Voilà. Je ne peux en faire plus par respect pour tous les morts de ma famille et mon entourage, outre les innocents qui meurent de la guerre et ses dégâts collatéraux partout dans le monde, tout comme les effets de la famine, des conflits armés, des guerres intestines, des dictatures sur de pauvres civils qui n’ont rien demandé à personne, enfants fragiles compris ainsi que tous les sans-abris qui meurent de froid et de faim alors que ce monde s’en fout, car nos deux illustres personnages sont égaux face à la mort, ou presque : si parfois la mort est synonyme d’oubli, elle ne l’est pas dans l’esprit de ceux qu’ils affligent, et ce par millions. La célébrité a ceci de paradoxal qu’elle immortalise les personnes disparues, avec leur œuvre pour carte de visite posthume… Comme le chantait Polnareff, « Je suis un homme(…) », Ecce Homo, une fois de plus, marque la postérité durable des morts célèbres, alors qu’elle anonyme tout autre personne – quand de plus telle célébrité a plus de succès après sa mort, succès posthume, garantie pour la postérité. Oubli pour les uns, vénération pour les autres – mais éternité pour tous dans le cœur de ceux qui les aimaient, qu’ils soient célèbres ou pas, qu’importe : l’amour est bien trop subjectif pour être quantifiable, la mort bien trop triviale pour être appréhendée…

On rend des hommages télévisés à Johnny depuis sa mort. Pour moi, il incarnait le rêve, celui d’une carrière et d’une vie bien remplie, des soirées chez Eddie Barclay à Saint-Tropez, de son concert au Stade de France, d’une grandeur démesurée, d’une flamboyance même si, je le rappelle, je n’étais pas un grand fan. Quand à D’Ormesson, son œuvre parle d’elle-même.

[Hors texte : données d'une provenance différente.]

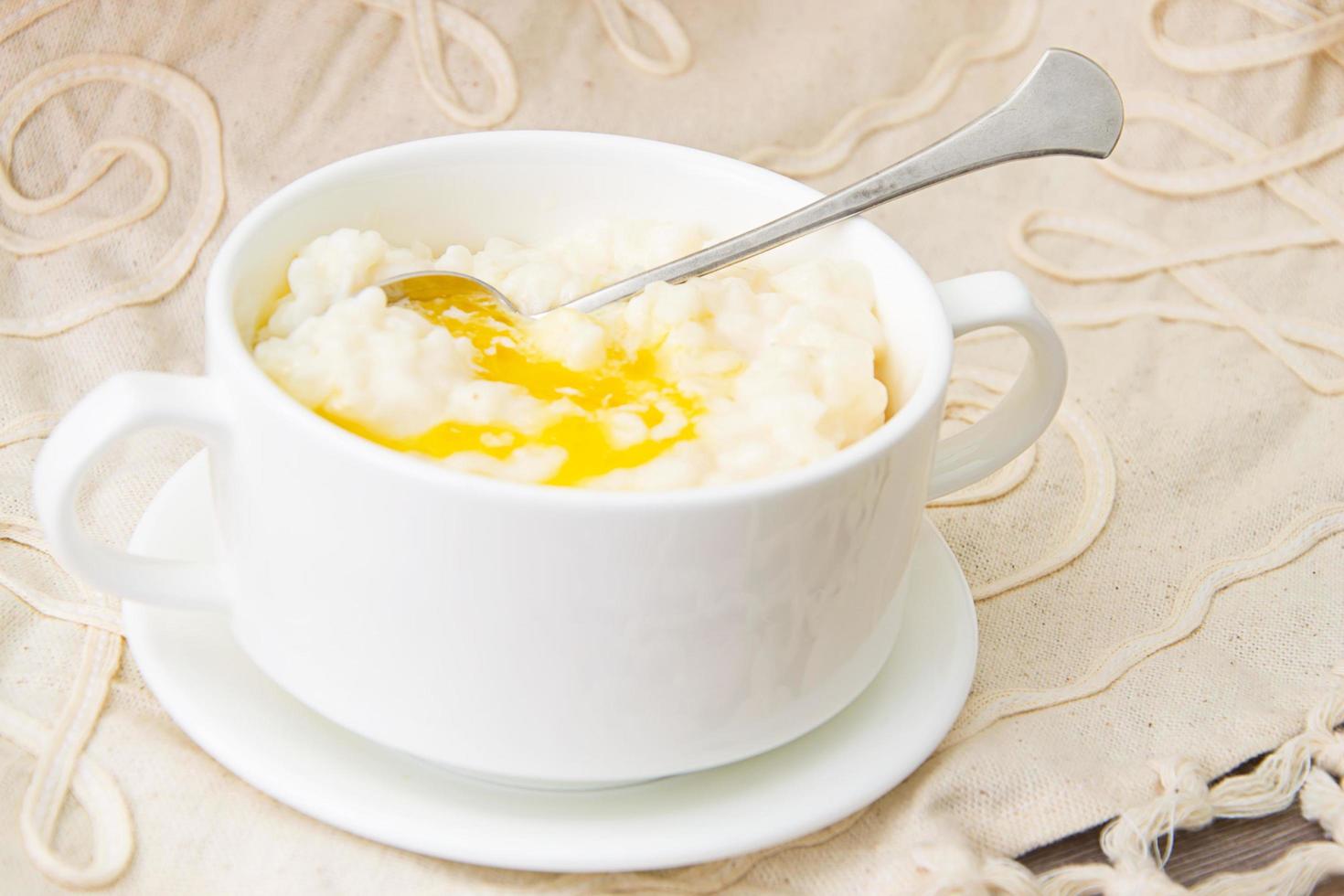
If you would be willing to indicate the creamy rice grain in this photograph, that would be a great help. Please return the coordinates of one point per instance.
(725, 378)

J’aimerais devenir l’objet d’une telle admiration, même si ce n’est que vanité : tout d’abord être un tant soit peu lu et critiqué, me faire une place dans le milieu littéraire, être reconnu, distraire de ma prose de nombreux lecteurs, m’entretenir avec eux bref animer ma carrière d’écrivain, en faire un exemple d’acharnement à travers mes œuvres, dont la qualité de mes écrits sublime le quotidien de milliers de lecteurs : il y a un pas à franchir, une barrière à écarter pour ce faire, et il faut pour cela être dur à la tâche, se renouveler sans cesse, avoir du talent – je ne peux l’affirmer- et ainsi vivre de l’écriture, même si je ne gagne pas de folles sommes, mais devenir indépendant grâce à l’art, pour l’art et, enfin, vivre mon rêve au lieu de rêver ma vie, passer de l’expectative à la satisfaction de mes efforts orientés vers le succès, entrer en littérature comme en religion, avec ferveur et enthousiasme.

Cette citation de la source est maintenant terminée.